XLA-TPU - Extremely slow

I am trying XLA on the TPUs for the first time. Have been running all my other training on Flax. I need to move a Whisper finetuning script from GPU to TPU (and finally TPU Pods). I am using a simple TPU VM v4 .

I am able to set up the TPU. The sample scripts run at correct speed. I am also able to start my script without any errors. For me it seems that the xla-hook-script is initiated, and I set the variable “xla”=True in the Trainer script. No error messages. But everything is extremely slow. On a standard A6000 I am able to run around 16s/it. On the TPU I am running 800s/it! It is as if I am training on CPU.

Could anyone give me some basic tips in how to debug this? If you are interested, the script is available here: NbAiLab/whisper · Hugging Face

Hi pere,

Such a slow down with PyTorch/XLA usually indicates there are excessive recompilations or CPU fallbacks.

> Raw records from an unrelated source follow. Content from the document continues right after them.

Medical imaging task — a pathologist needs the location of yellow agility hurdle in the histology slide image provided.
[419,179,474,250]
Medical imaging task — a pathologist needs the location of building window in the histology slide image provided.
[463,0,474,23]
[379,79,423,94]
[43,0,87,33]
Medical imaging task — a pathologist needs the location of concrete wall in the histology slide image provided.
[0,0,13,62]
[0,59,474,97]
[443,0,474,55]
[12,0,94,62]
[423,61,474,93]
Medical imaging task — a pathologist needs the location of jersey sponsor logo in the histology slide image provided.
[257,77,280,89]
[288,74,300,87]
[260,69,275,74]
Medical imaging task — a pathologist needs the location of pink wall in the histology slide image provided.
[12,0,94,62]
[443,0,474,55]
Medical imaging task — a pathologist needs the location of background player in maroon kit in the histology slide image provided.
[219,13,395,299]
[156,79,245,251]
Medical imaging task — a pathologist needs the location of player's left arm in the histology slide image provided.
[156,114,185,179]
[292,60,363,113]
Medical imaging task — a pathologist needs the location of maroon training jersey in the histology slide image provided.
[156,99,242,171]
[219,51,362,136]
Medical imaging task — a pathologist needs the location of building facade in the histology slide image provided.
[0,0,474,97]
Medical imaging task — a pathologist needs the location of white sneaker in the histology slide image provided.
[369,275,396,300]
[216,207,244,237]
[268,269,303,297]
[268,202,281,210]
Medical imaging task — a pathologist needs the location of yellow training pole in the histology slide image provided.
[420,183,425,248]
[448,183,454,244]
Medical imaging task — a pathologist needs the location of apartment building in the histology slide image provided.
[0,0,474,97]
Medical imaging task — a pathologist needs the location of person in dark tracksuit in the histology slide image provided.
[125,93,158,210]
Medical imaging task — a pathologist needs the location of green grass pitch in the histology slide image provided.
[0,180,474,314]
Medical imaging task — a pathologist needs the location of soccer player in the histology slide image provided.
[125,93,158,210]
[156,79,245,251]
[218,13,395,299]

Could you trying out the steps in the pytorch/xla troubleshooting guide, especially the “Perform A Auto-Metrics Analysis” and the “Get A Metrics Report” parts. It’s usually a good start point to show if excessive recompilations or CPU fallbacks are happening.

Also, would you mind opening a github issue under GitHub - pytorch/xla: Enabling PyTorch on Google TPU for better tracking purpose?

Thanks,
Liyang

Thanks you. I have opened an issue here: XLA-TPU - Extremely slow · Issue #4203 · pytorch/xla · GitHub

1 Like